The campaign itself was a masterclass in tactical evasion. Takaichi dissolved the lower house on Jan. 23, an unusual move that signaled confidence bordering on audacity. She spoke of pursuing “the most daring policies and reforms that could divide national opinion.” It was Churchillian in tone, but when the time came to explain what those policies actually were, the Prime Minister went quiet. On the consumption tax—the third rail of Japanese politics—the LDP’s pledge was to “hasten talks at a cross-party national council” about a freeze. That isn’t a policy; it’s a filibuster disguised as a promise.

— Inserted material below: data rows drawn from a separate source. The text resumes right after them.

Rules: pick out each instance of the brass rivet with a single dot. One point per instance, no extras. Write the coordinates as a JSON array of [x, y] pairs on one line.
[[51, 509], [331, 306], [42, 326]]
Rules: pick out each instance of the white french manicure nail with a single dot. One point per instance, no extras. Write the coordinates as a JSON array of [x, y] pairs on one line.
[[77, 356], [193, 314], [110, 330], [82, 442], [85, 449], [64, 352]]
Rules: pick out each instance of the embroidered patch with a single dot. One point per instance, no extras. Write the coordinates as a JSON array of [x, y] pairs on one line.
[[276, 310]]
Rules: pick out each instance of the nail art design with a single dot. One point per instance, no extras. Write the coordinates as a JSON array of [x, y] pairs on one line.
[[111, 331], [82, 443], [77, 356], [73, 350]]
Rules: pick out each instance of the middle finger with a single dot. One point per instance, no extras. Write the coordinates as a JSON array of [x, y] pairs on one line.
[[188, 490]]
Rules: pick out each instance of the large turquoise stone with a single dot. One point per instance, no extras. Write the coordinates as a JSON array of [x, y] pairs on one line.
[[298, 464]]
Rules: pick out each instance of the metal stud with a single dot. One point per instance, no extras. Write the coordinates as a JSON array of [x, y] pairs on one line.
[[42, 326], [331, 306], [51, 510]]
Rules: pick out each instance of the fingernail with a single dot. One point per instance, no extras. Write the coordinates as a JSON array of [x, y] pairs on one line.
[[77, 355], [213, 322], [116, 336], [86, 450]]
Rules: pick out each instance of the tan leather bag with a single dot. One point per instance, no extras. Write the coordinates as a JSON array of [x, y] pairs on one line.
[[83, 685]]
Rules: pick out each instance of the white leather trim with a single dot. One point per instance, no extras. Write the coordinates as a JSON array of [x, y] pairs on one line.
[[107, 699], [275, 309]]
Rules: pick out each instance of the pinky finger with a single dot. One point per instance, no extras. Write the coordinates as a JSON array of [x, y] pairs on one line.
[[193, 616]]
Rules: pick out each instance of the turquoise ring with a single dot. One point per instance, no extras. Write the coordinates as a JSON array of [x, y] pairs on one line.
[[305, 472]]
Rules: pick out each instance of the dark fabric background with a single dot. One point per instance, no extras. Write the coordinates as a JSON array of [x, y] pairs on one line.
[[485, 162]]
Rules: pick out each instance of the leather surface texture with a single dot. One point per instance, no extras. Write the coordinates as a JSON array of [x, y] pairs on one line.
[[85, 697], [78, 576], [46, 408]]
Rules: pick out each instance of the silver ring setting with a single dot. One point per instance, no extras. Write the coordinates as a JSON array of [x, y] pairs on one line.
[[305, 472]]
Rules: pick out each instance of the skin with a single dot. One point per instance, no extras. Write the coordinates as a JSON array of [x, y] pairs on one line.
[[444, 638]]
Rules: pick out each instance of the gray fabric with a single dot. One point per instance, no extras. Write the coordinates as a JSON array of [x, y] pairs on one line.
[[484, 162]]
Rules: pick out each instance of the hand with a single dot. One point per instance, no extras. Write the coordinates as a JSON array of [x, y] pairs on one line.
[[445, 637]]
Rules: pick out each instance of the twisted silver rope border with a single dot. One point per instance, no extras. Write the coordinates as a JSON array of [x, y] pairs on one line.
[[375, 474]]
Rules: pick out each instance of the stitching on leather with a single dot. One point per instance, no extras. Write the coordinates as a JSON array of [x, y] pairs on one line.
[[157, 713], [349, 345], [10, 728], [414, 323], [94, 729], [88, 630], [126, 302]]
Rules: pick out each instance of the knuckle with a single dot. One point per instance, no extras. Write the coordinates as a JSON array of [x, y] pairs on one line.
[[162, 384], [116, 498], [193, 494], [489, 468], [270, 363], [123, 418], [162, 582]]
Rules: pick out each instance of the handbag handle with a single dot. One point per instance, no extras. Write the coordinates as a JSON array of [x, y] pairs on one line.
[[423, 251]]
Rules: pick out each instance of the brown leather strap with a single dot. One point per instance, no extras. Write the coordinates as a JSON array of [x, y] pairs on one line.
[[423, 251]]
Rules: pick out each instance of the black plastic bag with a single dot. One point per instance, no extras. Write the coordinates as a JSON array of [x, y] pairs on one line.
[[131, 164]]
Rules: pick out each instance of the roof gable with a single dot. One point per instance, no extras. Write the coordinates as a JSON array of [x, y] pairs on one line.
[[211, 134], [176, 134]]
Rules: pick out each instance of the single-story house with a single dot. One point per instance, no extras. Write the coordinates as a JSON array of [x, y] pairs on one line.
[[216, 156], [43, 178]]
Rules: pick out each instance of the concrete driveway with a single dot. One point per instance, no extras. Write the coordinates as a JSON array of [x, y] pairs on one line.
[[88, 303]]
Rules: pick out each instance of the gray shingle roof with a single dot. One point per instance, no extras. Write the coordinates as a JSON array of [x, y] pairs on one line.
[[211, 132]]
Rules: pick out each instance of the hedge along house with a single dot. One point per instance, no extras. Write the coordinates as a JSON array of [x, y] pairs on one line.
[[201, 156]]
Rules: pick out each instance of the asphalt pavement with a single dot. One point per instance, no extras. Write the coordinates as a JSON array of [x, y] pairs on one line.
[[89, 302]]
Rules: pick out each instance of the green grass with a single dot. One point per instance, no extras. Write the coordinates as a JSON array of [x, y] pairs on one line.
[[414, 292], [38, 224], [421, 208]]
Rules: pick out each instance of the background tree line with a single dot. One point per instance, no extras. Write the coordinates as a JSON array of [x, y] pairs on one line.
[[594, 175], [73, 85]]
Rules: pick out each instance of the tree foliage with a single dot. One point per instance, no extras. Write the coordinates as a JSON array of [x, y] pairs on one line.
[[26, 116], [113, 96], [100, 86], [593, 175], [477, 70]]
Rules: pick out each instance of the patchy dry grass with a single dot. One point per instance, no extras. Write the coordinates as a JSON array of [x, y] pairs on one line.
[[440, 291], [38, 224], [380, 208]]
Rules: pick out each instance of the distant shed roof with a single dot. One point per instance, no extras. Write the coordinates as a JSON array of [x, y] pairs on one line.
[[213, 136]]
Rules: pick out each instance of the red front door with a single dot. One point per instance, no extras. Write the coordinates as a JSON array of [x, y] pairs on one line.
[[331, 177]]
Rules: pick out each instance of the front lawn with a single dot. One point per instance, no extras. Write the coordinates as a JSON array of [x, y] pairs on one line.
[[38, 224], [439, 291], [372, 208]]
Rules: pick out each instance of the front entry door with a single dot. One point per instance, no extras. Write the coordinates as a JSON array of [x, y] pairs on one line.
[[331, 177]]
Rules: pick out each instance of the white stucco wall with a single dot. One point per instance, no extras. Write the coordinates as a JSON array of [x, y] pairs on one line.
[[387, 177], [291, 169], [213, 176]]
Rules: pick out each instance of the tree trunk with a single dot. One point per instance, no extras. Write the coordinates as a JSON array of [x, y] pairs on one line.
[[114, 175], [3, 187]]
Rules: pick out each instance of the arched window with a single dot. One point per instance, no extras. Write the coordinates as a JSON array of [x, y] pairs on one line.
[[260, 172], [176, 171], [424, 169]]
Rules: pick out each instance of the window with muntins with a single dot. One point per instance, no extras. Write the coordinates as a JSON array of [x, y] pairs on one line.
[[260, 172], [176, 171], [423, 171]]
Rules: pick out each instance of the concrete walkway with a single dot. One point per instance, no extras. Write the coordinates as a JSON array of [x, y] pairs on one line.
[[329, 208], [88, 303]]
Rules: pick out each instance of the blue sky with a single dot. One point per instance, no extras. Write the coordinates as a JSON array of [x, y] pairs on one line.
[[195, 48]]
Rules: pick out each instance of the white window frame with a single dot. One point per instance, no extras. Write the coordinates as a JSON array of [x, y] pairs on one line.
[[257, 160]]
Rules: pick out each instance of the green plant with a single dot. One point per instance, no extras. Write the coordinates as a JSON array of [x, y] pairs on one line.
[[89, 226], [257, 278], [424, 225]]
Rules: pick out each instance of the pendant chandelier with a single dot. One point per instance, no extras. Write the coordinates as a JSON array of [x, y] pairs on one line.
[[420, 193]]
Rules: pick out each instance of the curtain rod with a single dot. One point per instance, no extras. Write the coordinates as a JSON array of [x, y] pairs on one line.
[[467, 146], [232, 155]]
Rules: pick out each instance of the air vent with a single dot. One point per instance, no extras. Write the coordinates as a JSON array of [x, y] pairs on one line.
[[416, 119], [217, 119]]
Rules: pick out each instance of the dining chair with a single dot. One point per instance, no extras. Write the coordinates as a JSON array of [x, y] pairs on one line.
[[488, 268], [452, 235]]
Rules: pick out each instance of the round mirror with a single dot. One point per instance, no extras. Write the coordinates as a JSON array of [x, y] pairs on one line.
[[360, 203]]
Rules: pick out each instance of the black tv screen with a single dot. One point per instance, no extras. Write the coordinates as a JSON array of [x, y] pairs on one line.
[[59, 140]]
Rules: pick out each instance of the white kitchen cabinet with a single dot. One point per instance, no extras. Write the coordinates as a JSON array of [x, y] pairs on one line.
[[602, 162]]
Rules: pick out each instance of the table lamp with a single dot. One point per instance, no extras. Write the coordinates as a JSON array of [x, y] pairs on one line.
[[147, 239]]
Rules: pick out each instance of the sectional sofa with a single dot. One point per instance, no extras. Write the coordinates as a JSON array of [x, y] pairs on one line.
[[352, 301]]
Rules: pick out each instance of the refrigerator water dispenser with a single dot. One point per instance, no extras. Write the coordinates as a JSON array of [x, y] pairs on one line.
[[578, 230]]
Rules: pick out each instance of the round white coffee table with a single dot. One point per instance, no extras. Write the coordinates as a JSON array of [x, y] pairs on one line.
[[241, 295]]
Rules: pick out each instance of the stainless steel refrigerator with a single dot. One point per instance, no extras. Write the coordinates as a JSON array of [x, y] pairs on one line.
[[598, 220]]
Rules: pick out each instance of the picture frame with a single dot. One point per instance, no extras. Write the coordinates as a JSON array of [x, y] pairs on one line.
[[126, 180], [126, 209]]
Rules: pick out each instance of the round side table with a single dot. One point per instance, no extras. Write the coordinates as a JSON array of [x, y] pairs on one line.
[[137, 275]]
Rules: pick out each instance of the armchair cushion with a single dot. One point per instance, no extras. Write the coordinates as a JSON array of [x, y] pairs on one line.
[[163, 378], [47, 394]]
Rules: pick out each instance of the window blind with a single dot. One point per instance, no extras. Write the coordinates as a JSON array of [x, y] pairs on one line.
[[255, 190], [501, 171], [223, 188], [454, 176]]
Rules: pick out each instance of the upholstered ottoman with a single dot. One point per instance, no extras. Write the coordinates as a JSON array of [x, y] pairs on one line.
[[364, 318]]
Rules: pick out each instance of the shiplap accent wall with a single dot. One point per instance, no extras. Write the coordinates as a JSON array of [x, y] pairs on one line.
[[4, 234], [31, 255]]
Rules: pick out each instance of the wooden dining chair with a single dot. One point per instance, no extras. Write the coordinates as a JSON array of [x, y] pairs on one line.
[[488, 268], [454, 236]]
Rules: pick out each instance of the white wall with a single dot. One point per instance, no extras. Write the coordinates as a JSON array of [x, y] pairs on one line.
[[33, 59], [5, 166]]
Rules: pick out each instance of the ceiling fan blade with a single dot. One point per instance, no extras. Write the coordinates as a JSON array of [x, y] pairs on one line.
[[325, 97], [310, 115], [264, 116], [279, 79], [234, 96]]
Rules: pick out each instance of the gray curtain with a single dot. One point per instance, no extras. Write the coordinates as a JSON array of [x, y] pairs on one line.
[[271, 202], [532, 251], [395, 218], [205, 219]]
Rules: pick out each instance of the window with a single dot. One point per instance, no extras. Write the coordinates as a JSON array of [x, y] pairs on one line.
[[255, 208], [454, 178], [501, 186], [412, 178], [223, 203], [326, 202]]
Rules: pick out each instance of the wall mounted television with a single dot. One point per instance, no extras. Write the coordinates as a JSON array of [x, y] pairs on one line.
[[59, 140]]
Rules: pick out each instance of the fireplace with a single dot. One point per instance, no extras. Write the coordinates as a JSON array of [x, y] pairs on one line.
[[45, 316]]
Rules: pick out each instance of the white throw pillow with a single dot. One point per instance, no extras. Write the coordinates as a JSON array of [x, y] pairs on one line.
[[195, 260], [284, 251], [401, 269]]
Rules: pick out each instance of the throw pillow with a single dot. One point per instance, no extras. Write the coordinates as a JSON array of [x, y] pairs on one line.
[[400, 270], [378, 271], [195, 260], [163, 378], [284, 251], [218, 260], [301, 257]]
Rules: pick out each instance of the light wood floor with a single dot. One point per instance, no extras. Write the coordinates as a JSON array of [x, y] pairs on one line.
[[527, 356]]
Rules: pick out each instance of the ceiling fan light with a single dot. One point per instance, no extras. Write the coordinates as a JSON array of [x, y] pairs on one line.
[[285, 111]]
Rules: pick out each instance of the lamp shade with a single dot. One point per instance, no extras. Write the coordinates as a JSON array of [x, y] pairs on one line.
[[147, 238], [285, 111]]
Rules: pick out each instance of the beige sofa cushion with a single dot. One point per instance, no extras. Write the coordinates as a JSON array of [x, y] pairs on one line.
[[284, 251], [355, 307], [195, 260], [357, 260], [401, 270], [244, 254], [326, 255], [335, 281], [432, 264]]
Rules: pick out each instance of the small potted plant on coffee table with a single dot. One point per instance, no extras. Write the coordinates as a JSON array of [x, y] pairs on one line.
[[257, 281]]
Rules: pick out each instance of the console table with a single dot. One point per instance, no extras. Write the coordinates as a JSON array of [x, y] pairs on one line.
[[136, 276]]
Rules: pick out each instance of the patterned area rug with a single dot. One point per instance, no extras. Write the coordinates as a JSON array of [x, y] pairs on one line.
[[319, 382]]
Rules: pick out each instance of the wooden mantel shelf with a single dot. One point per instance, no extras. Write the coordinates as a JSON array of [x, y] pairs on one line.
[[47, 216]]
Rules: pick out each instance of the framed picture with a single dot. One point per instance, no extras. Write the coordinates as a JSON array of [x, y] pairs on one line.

And here’s the rub: the public didn’t have time to demand better. Sixteen days between dissolution and vote is the shortest window in postwar history. There was no breathing room for scrutiny, no space for the opposition to land a punch. The perennial rot of “politics and money” never gained traction because the race was over before it started. If the LDP interprets this victory as a public endorsement of its agenda, it isn’t just mistaken—it’s delusional.
Now comes the hard part. Takaichi sits atop a legislative fortress. With a two-thirds majority, her coalition can override the upper house at will. That is power, pure and unadulterated. But power in a democracy is like fire: useful when contained, devastating when it spreads. The temptation will be to bulldoze through opposition, to treat the Diet as a rubber stamp. That would be a catastrophic error. The public may have voted for change, but they did not vote for arrogance. The LDP should deliberate with the humility of a minority, even as it governs with the strength of a majority.
The to-do list is daunting. First, the fiscal 2026 budget must pass—a mundane necessity, but one that affects every household in Japan. Beyond that lies the labyrinth: social security reform that requires either raising contributions or cutting benefits, neither of which wins popularity contests. Energy policy that must balance affordability with sustainability. A deteriorating relationship with China. An American ally that has become erratic, to put it charitably.
And then there is the consumption tax. The coalition partner, the Japan Innovation Party, wants it slashed to zero on foodstuffs. It sounds like a mercy for struggling families. In reality, it would carve a 5 trillion yen hole in the national treasury, eviscerating the funds needed for a rapidly aging society. Takaichi speaks of “responsible active fiscal policy.” But if that means cutting revenue without a plan to replace it, the word “responsible” loses all meaning. The markets are already jittery; long-term interest rates are climbing. Fiscal discipline isn’t a talking point—it’s the difference between solvency and crisis.
Takaichi has spoken of prioritizing her campaign pledges. She should. But she must also recognize that a pledge made in the heat of an election is not a suicide pact with reality. Populism is a wave washing over democracies everywhere, and Japan is not immune. The temptation to buy love with tax cuts is strong. But love bought with borrowed money turns to resentment when the bill arrives.
Meanwhile, the opposition lies in ruins. The Centrist Reform Alliance, the Frankenstein merger of the Constitutional Democratic Party and Komeito, collapsed from 167 seats to 49. It was a political corpse before it ever drew breath. Its leaders have resigned, and the remaining fragments face an existential choice: cooperate with the ruling parties on policy, or unite against them in futility. Neither option is inspiring.
This is the new landscape of Japanese politics. The LDP, which just last year was reeling from defeats, now stands alone at the summit. It is a reversal that should induce sobriety, not euphoria. Takaichi has been given a gift—a mandate, a majority, a moment. But moments pass. Mandates expire. What endures is what you build with them.
She should resist the lure of easy victories. She should govern not for the next election, but for the next generation. She should remember that the public didn’t just vote for a woman in the prime minister’s office; they voted for a leader who might finally do something with it.
The arithmetic of power is hers. The question is whether she has the geometry of statesmanship to match?